The traditional dietary pattern is different depending on the region or country, and encompasses the common foods in that country. In Esmaeillzadeh et al. [40], a traditional dietary pattern was represented by a high intake of broth, legumes, tea, whole grains and potato. In another study, traditional dietary pattern was characterized by high intake of potatoes, beans, red meat, eggs and dried fruits in men and women [41]. In the present study, “traditional dietary pattern” (due to the fact that food groups which are loaded in factor-loading analysis in third dietary pattern are similar to those of that in Iranian routine diet, we dubbed it traditional dietary pattern) consisted of high consumption of red meat organ meats, skinless poultry, eggs, yogurt drink, tea, legumes, tomato sauce, sugar-sweets-desserts, potato, condiments, salt, pickles and broth. The current study did not find any significant association between "traditional dietary pattern" and risk of NAFLD. The complex nature of this dietary pattern, which is formed by different dietary components, may have precluded significant associations. The “traditional dietary pattern” comprises healthy and unhealthy foods; and whilst healthy foods have a protective role against the emergence of NAFLD, and unhealthy foods increase the risk of NAFLD. In other words, this dietary pattern included several food items which have been reported to have negative impact on NAFLD risk factors such as red meat, organ meat, broth [42], sugar-sweets-desserts [43] and salt [44]; however, there are also food items with anti-inflammatory and anti-oxidative function. Curcumin, cinnamon, cardamom and ginger which are the most common condiments used by Iranian people have potentially liver protective effect [45,46,47,48]. In addition, tea is the habitual drink among Iranian people. It has been suggested that drinking tea could prevent incidence of NAFLD by its catching and polyphenol components [49]. In this regard, it is possible that the different effect of included food groups cause of non-significant result.

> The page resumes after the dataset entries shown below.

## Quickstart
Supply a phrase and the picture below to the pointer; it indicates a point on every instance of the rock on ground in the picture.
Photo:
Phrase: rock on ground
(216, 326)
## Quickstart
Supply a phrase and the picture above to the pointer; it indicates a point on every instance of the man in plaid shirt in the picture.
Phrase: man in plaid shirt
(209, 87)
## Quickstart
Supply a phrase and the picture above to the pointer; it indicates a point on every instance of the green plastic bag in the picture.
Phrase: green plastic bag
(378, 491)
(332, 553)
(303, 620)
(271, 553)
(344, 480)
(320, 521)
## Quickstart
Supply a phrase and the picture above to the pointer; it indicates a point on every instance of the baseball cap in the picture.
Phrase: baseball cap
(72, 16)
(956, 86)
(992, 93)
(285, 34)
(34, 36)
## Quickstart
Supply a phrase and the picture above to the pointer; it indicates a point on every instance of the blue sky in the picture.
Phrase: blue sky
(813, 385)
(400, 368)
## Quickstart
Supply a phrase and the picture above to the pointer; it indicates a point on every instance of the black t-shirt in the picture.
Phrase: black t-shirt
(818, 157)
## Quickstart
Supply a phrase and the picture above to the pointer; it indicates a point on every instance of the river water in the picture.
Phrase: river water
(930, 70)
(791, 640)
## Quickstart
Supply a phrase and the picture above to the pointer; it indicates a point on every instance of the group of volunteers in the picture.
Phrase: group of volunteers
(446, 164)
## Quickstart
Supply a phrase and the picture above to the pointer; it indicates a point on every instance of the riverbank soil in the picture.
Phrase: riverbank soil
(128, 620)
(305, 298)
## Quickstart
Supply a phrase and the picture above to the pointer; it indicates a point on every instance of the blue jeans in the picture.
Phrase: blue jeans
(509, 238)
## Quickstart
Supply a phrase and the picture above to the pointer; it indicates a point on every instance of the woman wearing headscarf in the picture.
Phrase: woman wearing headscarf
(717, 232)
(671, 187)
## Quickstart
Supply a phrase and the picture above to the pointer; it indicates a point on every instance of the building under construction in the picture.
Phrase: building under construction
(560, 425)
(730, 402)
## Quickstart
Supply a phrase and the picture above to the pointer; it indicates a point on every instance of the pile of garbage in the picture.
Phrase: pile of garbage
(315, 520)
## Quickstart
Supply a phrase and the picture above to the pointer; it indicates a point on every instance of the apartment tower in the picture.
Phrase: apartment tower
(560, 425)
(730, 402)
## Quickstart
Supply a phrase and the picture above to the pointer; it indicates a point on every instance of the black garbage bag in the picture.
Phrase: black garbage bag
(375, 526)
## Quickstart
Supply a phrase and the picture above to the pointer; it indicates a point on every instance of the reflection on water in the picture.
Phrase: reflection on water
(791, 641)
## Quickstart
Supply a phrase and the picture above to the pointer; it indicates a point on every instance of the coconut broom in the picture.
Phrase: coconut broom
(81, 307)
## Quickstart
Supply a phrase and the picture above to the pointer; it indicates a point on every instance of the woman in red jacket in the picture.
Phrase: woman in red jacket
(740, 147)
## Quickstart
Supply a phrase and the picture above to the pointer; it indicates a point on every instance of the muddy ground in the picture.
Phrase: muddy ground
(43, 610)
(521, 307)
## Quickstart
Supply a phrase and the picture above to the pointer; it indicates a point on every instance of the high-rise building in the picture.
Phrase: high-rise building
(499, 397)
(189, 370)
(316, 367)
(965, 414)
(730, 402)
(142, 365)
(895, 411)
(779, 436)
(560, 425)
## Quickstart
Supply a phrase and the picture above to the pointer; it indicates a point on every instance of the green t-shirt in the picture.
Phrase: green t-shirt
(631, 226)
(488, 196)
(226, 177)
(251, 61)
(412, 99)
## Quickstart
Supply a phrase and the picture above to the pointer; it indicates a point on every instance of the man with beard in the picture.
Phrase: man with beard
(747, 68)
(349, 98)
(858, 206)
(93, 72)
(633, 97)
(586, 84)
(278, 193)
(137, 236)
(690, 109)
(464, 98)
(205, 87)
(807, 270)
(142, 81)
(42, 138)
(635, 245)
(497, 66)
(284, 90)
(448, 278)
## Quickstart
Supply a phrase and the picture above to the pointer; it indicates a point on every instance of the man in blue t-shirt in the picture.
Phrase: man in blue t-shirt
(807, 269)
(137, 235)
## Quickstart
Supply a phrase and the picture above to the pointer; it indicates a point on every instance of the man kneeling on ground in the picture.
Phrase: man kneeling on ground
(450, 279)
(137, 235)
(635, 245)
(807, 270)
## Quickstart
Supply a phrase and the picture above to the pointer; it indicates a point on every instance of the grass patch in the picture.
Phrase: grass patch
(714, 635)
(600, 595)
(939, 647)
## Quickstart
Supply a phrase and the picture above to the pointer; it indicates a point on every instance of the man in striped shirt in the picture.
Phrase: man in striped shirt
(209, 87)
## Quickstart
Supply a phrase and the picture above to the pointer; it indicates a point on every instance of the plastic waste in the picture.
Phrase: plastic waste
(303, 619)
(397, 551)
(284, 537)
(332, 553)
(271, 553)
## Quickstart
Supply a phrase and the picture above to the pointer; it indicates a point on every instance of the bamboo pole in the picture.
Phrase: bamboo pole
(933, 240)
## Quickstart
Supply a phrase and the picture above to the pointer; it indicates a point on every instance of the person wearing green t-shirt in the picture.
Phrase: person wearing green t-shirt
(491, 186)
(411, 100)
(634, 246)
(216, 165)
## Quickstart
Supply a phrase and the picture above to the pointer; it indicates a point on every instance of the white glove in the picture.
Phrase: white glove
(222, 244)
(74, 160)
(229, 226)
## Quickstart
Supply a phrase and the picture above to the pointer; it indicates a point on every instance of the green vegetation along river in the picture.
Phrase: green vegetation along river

Our study has limitations that need to be taken into consideration. We distinguished dietary patterns by using food intake data only, while the inclusion of eating behaviors such as meal and snack patterns in the dietary pattern analysis should recommended in future studies. Restriction of the FFQ also applies to dietary pattern analyses that are based on dietary information accumulated by this method. Also, several steps in factor analysis, such as grouping of different food items, definition of a number of factors, and interpretation of those factors, were subjective. It should be noted that each pattern was also connected to other risk indicators such as BMI and socioeconomic status (SES), although we adjusted for these factors, we cannot prevent some residual confounding. In addition, due to the nature of observational studies, the causal relationships between dietary patterns and odds of NAFLD could not be made, and we could not clarify whether adherence to the diet modifies the risk of NAFLD or the disease could influence food preferences. Further studies by which the metabolic features associated to NAFLD are also considered, are necessary to confirm the vicinity of the findings.

Conclusion

In conclusion, the present study indicated that a dietary pattern characterized by high intakes of fruits, vegetables, nuts, olive oil, low-fat dairy products, fish, and garlic was associated with reduced risk of NAFLD, while a dietary pattern with high amounts of fast foods, soft drinks, processed meat, high-fat dairy products, hydrogenated fats, mayonnaise, salty snacks, sugar-sweet desserts, organ meats, and refined grains was linked with a greater risk of NAFLD in Iranian adults. These findings should be adopted and operationalized by key stakeholders in the treatment and management of NAFLD.